Le coup de théâtre de mardi au procès du professeur de Droit Jacques Viguier tient à la personnalité de son avocat, Maître Eric Dupond-Moretti, un fin pénaliste recordman des acquittements, mais dont les méthodes parfois brutales sont décriées.
"Acquittator" : c'est le surnom que lui donnent des habitués des prétoires au vu des dizaines d'acquittements obtenus par l'avocat lillois. Il en aurait plus de 75 à son palmarès. Parmi les plus connus, celui de la "boulangère" d'Outreau, Roselyne Godard, devant les assises de Saint-Omer en juillet 2004. Cette affaire l'a fait connaître auprès du grand public.
Suit en février 2006 l'un de ses plus beaux souvenirs : l'acquittement de Jean Castela, que l'on soupçonne alors d'être l'un des commanditaires de l'assassinat du préfet Erignac.

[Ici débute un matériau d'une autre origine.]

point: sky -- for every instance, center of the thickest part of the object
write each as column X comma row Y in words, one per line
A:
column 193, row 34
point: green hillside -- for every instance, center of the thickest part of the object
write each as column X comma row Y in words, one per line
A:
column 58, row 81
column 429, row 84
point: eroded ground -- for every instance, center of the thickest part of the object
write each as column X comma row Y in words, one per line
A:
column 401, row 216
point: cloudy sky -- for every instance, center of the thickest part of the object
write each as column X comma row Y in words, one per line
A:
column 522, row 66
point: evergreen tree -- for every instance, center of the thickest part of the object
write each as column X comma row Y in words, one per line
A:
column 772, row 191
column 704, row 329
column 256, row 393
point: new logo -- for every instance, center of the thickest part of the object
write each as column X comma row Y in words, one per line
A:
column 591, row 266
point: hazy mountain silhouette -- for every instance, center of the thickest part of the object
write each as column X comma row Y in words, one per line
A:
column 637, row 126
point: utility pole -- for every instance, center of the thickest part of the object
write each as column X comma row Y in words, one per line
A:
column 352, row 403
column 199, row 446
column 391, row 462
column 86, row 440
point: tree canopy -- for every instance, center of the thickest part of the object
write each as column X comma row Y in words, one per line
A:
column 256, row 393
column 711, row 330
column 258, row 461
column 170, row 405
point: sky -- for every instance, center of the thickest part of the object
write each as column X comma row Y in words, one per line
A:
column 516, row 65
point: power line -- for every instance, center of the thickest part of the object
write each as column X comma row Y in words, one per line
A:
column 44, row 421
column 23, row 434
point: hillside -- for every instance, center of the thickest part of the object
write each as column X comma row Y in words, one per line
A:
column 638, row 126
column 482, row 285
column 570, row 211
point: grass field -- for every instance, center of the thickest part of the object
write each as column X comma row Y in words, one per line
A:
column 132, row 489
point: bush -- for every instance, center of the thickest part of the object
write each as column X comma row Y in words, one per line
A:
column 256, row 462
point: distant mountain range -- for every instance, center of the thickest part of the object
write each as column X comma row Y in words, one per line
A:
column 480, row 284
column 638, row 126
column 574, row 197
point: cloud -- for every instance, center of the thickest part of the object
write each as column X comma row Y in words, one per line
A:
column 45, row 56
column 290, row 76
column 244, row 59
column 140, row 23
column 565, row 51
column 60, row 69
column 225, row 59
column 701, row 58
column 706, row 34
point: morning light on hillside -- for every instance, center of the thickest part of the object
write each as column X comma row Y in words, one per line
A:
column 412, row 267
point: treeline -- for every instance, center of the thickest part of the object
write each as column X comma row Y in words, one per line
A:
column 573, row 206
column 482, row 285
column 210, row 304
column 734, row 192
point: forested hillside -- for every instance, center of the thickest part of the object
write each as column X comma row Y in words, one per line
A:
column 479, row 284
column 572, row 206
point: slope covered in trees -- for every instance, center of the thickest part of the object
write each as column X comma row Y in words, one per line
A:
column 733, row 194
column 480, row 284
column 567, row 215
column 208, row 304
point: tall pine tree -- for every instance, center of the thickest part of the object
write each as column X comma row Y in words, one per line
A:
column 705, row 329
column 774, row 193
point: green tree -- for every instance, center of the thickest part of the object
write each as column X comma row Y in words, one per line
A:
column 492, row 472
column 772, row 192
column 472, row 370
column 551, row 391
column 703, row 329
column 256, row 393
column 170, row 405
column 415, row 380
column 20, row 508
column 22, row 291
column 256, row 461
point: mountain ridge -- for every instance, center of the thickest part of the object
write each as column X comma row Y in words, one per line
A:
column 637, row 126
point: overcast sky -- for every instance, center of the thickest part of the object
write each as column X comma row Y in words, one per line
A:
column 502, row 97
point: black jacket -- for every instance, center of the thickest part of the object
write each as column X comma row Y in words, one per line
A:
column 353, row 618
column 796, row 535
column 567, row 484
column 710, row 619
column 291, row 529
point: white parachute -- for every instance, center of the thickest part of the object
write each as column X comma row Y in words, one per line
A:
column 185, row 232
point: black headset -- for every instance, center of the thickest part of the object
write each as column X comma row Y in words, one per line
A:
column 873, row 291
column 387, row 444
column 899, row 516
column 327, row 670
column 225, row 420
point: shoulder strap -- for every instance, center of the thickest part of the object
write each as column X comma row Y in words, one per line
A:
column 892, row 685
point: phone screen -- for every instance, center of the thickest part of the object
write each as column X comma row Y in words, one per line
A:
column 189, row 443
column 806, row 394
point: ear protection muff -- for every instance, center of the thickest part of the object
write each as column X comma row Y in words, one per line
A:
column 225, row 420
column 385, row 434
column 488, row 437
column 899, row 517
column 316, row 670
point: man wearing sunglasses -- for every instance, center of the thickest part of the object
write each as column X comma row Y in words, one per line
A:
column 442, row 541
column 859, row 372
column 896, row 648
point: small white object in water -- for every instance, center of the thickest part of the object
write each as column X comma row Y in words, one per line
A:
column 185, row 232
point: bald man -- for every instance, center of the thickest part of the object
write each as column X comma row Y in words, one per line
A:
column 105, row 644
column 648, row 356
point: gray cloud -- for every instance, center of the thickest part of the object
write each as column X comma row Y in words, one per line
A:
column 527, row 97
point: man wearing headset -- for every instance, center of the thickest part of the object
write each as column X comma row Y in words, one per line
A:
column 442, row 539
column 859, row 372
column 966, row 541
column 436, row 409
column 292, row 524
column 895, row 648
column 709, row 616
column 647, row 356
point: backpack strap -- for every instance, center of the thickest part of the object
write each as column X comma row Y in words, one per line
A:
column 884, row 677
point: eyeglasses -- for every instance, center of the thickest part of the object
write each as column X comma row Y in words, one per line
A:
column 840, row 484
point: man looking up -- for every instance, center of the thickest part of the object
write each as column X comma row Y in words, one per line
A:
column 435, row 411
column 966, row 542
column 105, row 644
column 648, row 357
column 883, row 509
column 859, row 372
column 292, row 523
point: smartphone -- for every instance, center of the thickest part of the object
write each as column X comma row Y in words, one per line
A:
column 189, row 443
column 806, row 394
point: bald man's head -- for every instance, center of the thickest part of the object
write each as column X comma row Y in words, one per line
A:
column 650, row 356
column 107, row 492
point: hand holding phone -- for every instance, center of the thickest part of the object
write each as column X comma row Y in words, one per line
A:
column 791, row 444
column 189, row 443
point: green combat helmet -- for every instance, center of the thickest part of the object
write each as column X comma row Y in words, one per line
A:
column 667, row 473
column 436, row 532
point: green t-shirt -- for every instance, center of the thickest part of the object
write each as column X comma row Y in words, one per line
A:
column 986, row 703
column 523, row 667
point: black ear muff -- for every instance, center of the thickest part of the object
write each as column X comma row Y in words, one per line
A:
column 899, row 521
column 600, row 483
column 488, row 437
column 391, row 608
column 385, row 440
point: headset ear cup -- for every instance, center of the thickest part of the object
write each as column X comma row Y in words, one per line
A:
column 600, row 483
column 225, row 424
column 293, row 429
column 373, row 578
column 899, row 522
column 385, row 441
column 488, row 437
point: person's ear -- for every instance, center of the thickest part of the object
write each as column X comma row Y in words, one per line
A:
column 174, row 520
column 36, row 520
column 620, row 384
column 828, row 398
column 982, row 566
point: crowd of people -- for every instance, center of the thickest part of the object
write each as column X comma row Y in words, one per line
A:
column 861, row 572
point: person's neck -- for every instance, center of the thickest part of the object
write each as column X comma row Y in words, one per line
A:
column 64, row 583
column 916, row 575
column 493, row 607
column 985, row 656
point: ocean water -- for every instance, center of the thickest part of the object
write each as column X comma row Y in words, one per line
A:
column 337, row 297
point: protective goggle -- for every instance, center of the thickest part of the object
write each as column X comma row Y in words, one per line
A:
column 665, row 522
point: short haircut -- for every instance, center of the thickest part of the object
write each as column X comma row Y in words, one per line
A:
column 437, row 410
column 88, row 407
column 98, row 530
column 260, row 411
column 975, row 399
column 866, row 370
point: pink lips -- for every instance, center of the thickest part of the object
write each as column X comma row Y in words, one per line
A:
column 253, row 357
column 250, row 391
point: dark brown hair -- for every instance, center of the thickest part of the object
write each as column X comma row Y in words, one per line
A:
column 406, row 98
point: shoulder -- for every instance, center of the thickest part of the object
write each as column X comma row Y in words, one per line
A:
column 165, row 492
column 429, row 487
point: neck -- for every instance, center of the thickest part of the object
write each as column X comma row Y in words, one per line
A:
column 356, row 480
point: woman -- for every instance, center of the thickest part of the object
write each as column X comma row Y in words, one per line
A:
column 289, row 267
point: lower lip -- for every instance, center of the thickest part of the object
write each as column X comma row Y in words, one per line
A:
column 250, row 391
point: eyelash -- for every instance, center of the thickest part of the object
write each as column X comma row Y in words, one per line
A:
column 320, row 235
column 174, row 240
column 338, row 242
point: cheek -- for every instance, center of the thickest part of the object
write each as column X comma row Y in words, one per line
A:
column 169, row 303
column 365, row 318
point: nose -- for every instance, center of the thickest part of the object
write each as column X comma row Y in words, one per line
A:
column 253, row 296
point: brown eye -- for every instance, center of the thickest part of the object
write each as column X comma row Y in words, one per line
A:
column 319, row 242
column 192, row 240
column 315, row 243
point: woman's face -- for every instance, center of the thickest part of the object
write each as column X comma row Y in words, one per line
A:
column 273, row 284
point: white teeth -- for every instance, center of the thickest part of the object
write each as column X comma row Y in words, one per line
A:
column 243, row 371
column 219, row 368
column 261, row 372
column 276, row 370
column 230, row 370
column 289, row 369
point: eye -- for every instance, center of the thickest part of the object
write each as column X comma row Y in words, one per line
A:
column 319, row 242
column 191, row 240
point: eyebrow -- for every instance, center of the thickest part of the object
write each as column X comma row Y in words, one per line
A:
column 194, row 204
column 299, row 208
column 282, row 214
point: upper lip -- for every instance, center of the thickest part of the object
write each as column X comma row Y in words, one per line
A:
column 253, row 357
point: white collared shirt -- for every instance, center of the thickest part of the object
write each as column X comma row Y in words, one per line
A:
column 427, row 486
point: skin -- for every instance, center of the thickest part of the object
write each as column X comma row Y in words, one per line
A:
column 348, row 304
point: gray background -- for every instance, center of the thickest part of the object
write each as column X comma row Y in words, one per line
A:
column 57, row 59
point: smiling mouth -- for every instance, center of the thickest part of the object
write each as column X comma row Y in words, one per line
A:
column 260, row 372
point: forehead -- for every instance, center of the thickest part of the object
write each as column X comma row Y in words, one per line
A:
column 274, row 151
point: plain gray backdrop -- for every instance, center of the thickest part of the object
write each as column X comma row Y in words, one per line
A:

Le 21 novembre 2008, à Aix-en-Provence, il obtient encore l'acquittement de Jérôme Verrando, dans l'affaire de l'assassinat du berger de Castellar.
Mais si des dizaines de clients lui vouent une admiration sans bornes, le ton est moins louangeur du côté des magistrats et des avocats.
"Me Dupond-Moretti est un tonton flingueur qui confond souvent enceinte judiciaire et ring de boxe. Chez lui, la fin justifie les moyens", relève ainsi un haut magistrat.
Une journaliste judiciaire se souvient de jurés et de magistrats de province "tétanisés" par la brutalité et "les fausses colères" de celui que certains appellent "l'ogre judiciaire".
"On dit que je terrorise les juges, c'est faux. Je terrorise les cons", avait répondu en novembre 2008 le pénaliste, cité dans le journal Le Monde.
Ce barbu à la stature de rugbyman et à la voix de stentor est pour le moins physiquement impressionnant. Pourtant, quand il le faut, il sait s'adresser aux jurés. La romance s'est d'ailleurs invitée dans le prétoire: il a rencontré sa femme dans une salle d'assises à Lille. Jurée, elle a succombé au charme du personnage.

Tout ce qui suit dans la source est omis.